Monday, October 27, 2014

Apache httpd services fail to start

R12 Apache server does not start. But the log file reports exiting status 0, which means normal.

Error
   --> Process (index=1,uid=41488097,pid=14132)
   failed to start a managed process after the maximum retry limit
   Log:
   /u02/app/EBSPROD/inst/apps/
<CONTEXT name>/logs/ora/10.1.3/opmn/HTTP_Server~1.log
   10/26/2014-10:04:39 : : adapcctl.sh: existing with status 0

 
HTTP_Server~1.log file does not give any useful information as well:
   14/10/26 10:04:39 Start process
   --------
   /u02/app/EBSPROD/inst/apps/
<CONTEXT name>/ora/10.1.3/Apache/Apache/bin/apachectl startssl: execing httpd


After deleted httpd.pid file in $INST_TOP/pids/10.1.3/Apache and added below debug options to httpd.conf file in $ORA_CONFIG_HOME/10.1.3/Apache/Apache/conf, "adapcctl.sh start" can start the httpd services. See Doc ID 422419.1 on how to enable debug logs.

LogLevel debug
OraLogMode oracle
OraLogSeverity TRACE:32
OraLogDir /u02/app/EBSPROD/inst/apps/<CONTEXT name>/logs/ora/10.1.3/Apache/oracle
 
But, The real fix seems to delete Apache folder under $LOG_HOME/ora/10.1.3 with all httpd log files, and then re-create it (and sub-folder oracle). I believe the cause was some log file exceeded 2GB limit in size.

Troubleshooting:

Logs for troubleshooting on startup:
$LOG_HOME/ora/10.1.3/Apache
$LOG_HOME/ora/10.1.3/opmn/     <= Check file HTTP_Server~1.log here if Apache does not start & no logs
$LOG_HOME/ora/10.1.3/j2ee/oacore/oacore_default_group_1/application.log      <= Notes: For example, this file got 8GB in size due to all 10.1.3.5.0 Container error entries (bug 10126440 ? )
$LOG_HOME/ora/10.1.3/j2ee/forms/forms_default_group_1/application.log

Other files can be checked with egrep -i 'fail|error' to see if any issues, when getting "Page not found":
$LOG_HOME/ora/10.1.3/opmn/oacore_default_group_1/oacorestd.err
$LOG_HOME/appl/rgf/javacache.log   (Java Object Cache (JOC) log, $APPLRGF)

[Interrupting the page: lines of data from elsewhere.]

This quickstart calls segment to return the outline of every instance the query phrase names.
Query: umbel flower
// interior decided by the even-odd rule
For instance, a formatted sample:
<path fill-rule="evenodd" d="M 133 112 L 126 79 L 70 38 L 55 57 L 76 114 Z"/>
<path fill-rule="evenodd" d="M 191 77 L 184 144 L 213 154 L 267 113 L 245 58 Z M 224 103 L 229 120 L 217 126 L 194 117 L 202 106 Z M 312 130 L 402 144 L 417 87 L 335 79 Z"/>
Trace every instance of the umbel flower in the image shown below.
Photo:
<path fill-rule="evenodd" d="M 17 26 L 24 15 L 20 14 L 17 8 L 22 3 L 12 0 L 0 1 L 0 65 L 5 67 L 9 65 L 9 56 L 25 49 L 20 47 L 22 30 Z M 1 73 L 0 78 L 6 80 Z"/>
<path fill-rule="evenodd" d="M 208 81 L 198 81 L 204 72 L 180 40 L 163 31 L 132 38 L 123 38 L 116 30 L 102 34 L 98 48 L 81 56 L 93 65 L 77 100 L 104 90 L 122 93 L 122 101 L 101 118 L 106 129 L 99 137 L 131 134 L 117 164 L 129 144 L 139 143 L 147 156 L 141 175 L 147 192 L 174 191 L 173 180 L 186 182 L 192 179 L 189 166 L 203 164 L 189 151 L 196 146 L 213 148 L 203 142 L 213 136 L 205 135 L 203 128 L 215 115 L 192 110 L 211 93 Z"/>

- start APACHE by adapcctl.sh start
Make sure below lines do not give back any error:
./adapcctl.sh status
./adalnctl.sh status
If Apache is up and running with enabled ssl, below URL shall work
https://siteName.domian.com:ssl_port
siteName.domain.com can be replaced by its DNS ip address for troubleshooting (with possible "Certificate error" because the certs file is issued for the original site URL).
By this time, the re-direction to login page will not work because it needs oacore process running.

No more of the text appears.